Load Sharing Controller vs PMS

PMS has all the bells and whistles and Load Sharing Controller is a bare bones system....

..."A Load Sharing Controller (LSC) and a Power Management System (PMS) are related but distinct concepts in power generation and distribution. LSCs focus on distributing the load among parallel generators, while PMS encompasses a broader range of functions, including load sharing, load shedding, and overall power system stability.

Here's a more detailed breakdown: Load Sharing Controller (LSC):

• Primary Function: To ensure that multiple generators operating in parallel share the total load evenly, preventing any one generator from being overloaded.
• Mechanism: LSCs typically use algorithms to adjust the output of each generator based on the overall load demand and individual generator capabilities.
• Focus: Load sharing specifically within a power generation system, often used with multiple generators connected to a common bus.
• Example: A LSC might be used to distribute load between two or more diesel generators, according to an example provided by a source.

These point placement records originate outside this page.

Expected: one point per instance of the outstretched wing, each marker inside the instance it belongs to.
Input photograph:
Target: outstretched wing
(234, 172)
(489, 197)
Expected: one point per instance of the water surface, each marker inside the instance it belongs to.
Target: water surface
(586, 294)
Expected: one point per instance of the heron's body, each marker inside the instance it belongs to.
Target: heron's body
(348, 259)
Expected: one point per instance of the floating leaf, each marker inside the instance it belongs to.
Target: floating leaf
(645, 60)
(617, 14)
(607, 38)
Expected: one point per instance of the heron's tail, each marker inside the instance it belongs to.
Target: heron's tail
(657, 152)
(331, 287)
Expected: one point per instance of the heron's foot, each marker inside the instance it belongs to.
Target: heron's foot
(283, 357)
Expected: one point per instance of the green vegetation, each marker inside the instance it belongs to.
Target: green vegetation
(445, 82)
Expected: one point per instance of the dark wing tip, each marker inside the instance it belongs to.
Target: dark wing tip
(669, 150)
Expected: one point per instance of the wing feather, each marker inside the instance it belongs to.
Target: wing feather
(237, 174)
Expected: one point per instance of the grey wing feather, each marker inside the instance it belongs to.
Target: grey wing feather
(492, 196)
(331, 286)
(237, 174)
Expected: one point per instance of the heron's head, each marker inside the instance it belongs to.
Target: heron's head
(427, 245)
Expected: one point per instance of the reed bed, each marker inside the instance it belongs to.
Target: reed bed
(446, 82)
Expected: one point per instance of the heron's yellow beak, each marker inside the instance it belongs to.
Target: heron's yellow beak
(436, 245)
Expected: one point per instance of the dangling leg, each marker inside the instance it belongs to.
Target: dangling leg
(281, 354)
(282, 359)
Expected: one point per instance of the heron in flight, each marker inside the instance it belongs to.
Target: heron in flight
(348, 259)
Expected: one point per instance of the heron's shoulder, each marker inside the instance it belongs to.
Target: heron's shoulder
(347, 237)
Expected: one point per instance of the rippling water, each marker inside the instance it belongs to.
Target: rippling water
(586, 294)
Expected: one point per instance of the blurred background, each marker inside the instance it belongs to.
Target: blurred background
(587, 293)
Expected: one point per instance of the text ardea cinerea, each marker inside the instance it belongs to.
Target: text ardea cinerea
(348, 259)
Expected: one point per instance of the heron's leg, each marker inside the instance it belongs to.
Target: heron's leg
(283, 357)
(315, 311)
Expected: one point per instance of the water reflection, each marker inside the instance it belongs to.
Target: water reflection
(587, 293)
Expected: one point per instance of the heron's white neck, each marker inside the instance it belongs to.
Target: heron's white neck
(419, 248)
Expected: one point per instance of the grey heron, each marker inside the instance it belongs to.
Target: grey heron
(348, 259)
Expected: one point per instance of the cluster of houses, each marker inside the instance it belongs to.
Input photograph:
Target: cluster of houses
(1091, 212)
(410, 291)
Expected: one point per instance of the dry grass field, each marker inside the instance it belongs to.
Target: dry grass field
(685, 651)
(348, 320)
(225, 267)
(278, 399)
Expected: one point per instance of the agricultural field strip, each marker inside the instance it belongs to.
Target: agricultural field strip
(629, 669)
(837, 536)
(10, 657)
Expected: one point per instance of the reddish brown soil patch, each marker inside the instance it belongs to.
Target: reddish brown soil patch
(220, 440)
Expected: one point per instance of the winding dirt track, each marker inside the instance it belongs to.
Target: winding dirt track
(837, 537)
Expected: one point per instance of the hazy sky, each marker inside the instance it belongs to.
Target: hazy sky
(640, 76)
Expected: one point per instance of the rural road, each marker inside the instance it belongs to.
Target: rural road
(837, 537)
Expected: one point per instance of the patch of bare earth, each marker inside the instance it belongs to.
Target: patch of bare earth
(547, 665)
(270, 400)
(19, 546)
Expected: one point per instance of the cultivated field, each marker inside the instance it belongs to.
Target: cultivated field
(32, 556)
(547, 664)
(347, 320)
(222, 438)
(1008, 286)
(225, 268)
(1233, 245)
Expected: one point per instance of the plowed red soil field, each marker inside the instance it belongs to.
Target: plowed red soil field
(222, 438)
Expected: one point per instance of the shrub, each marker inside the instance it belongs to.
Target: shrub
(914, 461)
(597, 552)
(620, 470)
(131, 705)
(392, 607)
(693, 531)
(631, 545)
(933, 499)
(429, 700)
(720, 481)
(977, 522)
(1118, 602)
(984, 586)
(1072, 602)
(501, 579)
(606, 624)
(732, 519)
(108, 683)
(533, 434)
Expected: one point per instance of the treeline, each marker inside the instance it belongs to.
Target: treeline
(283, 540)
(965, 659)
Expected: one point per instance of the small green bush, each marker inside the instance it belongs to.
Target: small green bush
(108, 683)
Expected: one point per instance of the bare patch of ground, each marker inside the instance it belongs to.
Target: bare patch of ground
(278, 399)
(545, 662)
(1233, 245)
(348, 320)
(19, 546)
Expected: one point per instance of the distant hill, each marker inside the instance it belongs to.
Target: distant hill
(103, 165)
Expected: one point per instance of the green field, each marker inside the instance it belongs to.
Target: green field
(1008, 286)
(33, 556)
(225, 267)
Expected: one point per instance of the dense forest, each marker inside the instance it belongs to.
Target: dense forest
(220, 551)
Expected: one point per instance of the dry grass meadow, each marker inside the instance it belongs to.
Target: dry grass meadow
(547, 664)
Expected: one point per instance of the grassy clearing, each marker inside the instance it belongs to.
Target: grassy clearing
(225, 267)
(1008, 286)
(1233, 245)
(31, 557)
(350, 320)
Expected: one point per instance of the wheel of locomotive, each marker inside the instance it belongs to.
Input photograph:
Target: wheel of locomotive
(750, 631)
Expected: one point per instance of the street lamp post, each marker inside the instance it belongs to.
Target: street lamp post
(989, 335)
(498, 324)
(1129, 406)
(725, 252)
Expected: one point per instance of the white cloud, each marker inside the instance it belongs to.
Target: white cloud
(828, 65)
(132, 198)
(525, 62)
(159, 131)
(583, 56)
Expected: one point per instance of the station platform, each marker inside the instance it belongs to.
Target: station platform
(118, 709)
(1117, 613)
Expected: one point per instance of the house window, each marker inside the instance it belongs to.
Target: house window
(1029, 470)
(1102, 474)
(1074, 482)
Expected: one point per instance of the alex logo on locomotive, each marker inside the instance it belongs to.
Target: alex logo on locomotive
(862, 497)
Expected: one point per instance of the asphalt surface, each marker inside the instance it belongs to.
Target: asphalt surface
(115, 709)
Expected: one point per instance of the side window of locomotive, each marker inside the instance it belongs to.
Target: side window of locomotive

Power Management System (PMS):

• Primary Function: To manage and optimize the entire power system, encompassing aspects like load sharing, load shedding, synchronization, voltage regulation, and power quality.
• Scope: Broader than LSC, managing the entire power system, including multiple generators, loads, and even interconnection with the grid.
• Features: PMS often includes features like:
• Load Sharing: Distributing load among generators, as handled by LSC.
• Load Shedding: Reducing load during emergencies to prevent system instability.
• Generator Control: Starting, stopping, and synchronizing generators.
• Data Logging and Monitoring: Tracking system performance and identifying potential problems.
• Example: A PMS on a ship might manage the power system for the entire vessel, including generator control, load sharing, and monitoring various loads like thrusters and cargo pumps, according to Wikipedia.

Key Differences:

You don’t need a load sharing computer to parallel generators, but you do need to adjust each generator speed governor response so that no one machine will assume the load. When running islanded, the largest machine is run isochronously, that is, at fixed speed, and parallel machines have droop dialed into their speed regulators. As each of the smaller machines approach full load, the droop in the speed regulator stops adding more power to the prime mover, so that the generator can not assume the entire power system load, which it eventually would do without droop.

It would seem to be unproductive to centralize generator load sharing into a single control system, as the delays and sensing errors would detract from the response speed necessary to get your best performance. Simplicity breeds reliability.

The same concept applies to each machine’s voltage regulators. Fixed voltage for one, droop for the smaller machines.

If the load is too much for the generation, that’s when you need a load control computer, or perhaps power management controller. If the generation is overloaded, then the frequency will drop. The computer has a prioritized group of loads it can drop, calculated to provide the smallest upset possible for the situation. A sudden large drop in frequency will cause a large block of load to be dropped quickly. The computer can be programmed for rate of rise or fall detection, to anticipate corrective action. Once the frequency has stabilized, then the computer can allow the dropped loads to be restored, in a timely and efficient manner.